At drinks-led dinners, I ask guests to decipher — blind — aspects of wines from provenance to price, and sometimes whether they bear a male or female touch. They invariably accurately identify the maker’s gender.
Julia Stafford, founder of Wine Pantry, a shop devoted to British drinks, attributes luck to such deduction, although tasting a drink’s target gender is child’s play: ‘The sweeter the wine, the more likely the audience is female. Add enough sugar to lemon juice and it will taste good. But the assumption women always choose sweeter wine is patronising and obsolete — they want quality.’
Meanwhile, Neleen Strauss, restaurateur of High Timber overlooking the Millennium Bridge, is droll: ‘If the wine tastes like it can multitask, it was definitely made by a woman. But seriously, the divide isn’t between men and women, but those devoted to making and selling good wine versus those whose first and last thoughts are commercial.’

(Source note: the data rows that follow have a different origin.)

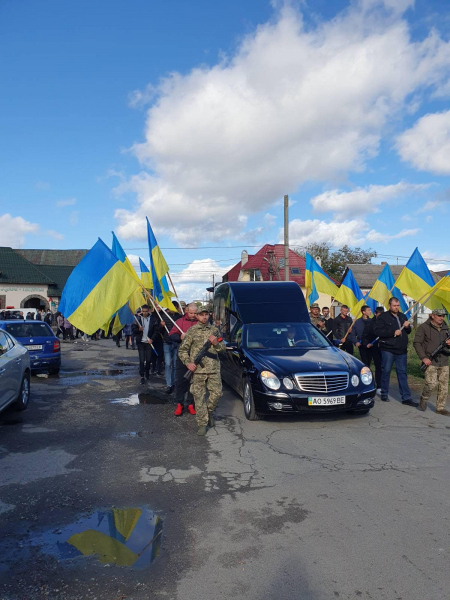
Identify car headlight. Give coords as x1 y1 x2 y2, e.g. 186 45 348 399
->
361 367 373 385
283 377 294 390
261 371 281 390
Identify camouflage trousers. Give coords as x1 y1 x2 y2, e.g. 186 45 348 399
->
420 365 449 410
191 373 222 427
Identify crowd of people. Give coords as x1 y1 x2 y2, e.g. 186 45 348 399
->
310 297 450 416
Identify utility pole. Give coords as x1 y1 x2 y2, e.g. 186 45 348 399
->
284 195 289 281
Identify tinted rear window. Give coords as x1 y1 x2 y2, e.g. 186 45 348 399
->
5 322 53 337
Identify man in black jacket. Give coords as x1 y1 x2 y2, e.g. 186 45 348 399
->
333 304 355 354
131 304 153 384
374 297 419 407
361 306 384 392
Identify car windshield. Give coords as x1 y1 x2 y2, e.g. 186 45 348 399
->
5 322 52 337
246 323 330 348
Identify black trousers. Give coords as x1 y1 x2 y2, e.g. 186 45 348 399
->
150 335 164 373
359 346 381 388
341 340 353 356
175 354 194 406
138 342 153 377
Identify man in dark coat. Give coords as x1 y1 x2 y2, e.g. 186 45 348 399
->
132 304 153 384
361 306 384 391
374 297 419 406
333 304 356 354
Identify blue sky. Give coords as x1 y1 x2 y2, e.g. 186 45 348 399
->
0 0 450 294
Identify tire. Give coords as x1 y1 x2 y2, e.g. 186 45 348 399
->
13 373 30 410
242 381 264 421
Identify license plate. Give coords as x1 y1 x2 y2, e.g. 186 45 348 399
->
308 396 345 406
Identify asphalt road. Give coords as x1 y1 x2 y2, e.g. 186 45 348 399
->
0 340 450 600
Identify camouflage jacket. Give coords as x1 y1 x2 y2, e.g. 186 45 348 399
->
178 323 225 373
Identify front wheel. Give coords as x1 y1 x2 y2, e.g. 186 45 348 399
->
14 373 30 410
243 381 263 421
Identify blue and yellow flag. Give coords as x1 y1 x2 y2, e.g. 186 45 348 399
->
139 258 153 290
395 248 442 310
59 238 140 335
369 264 409 316
305 253 338 307
111 231 144 314
334 269 364 318
146 217 169 280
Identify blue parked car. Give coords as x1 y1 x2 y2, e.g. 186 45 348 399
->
0 320 61 375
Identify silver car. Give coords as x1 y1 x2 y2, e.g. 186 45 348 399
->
0 329 31 410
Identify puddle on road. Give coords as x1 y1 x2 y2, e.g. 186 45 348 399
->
56 369 124 379
116 431 151 440
30 507 164 569
0 418 23 425
111 392 168 406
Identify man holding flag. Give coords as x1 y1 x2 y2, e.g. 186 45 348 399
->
374 296 419 407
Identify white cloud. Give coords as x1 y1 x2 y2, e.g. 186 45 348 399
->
366 229 420 243
396 110 450 175
0 213 39 248
115 0 450 244
0 213 64 248
288 219 368 248
170 258 234 302
56 198 77 207
310 181 430 217
44 229 64 240
34 181 50 190
69 210 80 225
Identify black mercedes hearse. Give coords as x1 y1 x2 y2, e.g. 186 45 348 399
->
214 281 376 421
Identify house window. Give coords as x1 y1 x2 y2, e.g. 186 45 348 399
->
248 269 262 281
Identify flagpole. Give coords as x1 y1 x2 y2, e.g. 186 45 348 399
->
167 271 184 315
134 307 159 356
141 284 184 333
394 285 440 337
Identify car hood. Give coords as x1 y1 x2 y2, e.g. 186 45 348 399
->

Born in vine-free Bremen to doctor parents, Eva Fricke crafts lucid Rieslings, including her greengage-scented, flinty Kiedricher QbA Trocken 2015 from a microscopic vineyard hugging steep slate in the Rheingau, a five-hour drive south (£20.60; laywheeler.com).
Norma Ratcliffe was one of the first women to make wine in South Africa. As head winemaker for three decades at Warwick, Stellenbosch, she still oversees press tastings, including mine, and informs the house style, overseeing protégé Nic Van Aarde. Warwick Estate Trilogy 2011 is Cabernet-led with graphite, mulberry and vanilla flavours (£19.50, thewinesociety.com). Daughter Jenny Ratcliffe-Wright continues the bloodline as a Cape Wine Master.
Cherie Spriggs commands operations at England’s most prominent wine estate, Nyetimber, conferred by Henry VIII to Anne of Cleves as part of the annulment settlement. Coral-coloured, the adult rosé is buoyant and honeyed, leaving raspberry and bergamot scent trails (£45, winepantry.co.uk).